Holly C. Gooding, M.D, M.Sc, of Boston Children's Hospital, and colleagues compared the proportion of young people 17 to 21 years of age who meet criteria for pharmacologic treatment of elevated LDL-C levels under paediatric vs adult guidelines. They collected data from the National Health and Nutrition Examination Survey (NHANES) administered from January 1999 to December 2012 and the analysis was performed from June to December 2014. 6338 persons 17 to 21 years of age were included in the analysis.
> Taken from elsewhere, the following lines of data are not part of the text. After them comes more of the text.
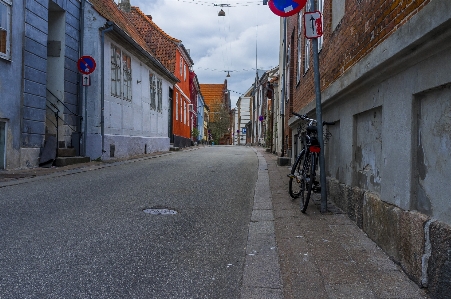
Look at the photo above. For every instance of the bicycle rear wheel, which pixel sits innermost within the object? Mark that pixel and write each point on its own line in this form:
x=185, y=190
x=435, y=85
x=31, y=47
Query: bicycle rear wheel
x=309, y=174
x=296, y=184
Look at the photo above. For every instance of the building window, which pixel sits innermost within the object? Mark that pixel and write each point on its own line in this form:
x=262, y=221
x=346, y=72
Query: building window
x=153, y=90
x=5, y=28
x=176, y=106
x=127, y=67
x=121, y=74
x=306, y=55
x=184, y=113
x=320, y=8
x=160, y=94
x=299, y=48
x=307, y=44
x=116, y=84
x=181, y=67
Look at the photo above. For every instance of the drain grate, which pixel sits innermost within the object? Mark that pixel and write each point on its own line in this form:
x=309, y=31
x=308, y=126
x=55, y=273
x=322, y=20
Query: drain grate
x=160, y=211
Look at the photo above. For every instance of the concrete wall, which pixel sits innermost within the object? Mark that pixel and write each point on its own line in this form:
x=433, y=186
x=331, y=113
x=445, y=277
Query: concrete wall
x=388, y=160
x=23, y=81
x=130, y=127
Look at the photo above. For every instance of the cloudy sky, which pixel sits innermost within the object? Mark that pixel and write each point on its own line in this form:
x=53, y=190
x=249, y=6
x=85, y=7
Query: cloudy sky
x=220, y=44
Under the paediatric guidelines, 2.5 percent of the people included in the analysis would qualify for statin treatment as compared with 0.4 percent under the adult guidelines. If this estimate is extrapolated to the US population of 20.4 million people within this age group, then 483,500 individuals would be eligible for statin treatment under the paediatric guidelines as compared with 78,200 under the adult guidelines. Clearly, the disparate approaches and different guidelines present significant challenges to physicians when it comes to statin therapy.
"Given the current uncertain state of knowledge and conflicting guidelines for treatment of lipid levels among youth aged 17 to 21 years, physicians and patients should engage in shared decision making around the potential benefits, harms, and patient preferences for treatment. The 2013 American College of Cardiology and American Heart Association guidelines recommend shared decision making with patients for whom data are inadequate, including young people with a high lifetime risk for atherosclerotic cardiovascular disease. Patients and clinicians should clearly address other modifiable risk factors, including optimising diet, exercise, and weight and promoting abstinence from tobacco, as strongly recommended by both the paediatric and adult guidelines," the researchers conclude.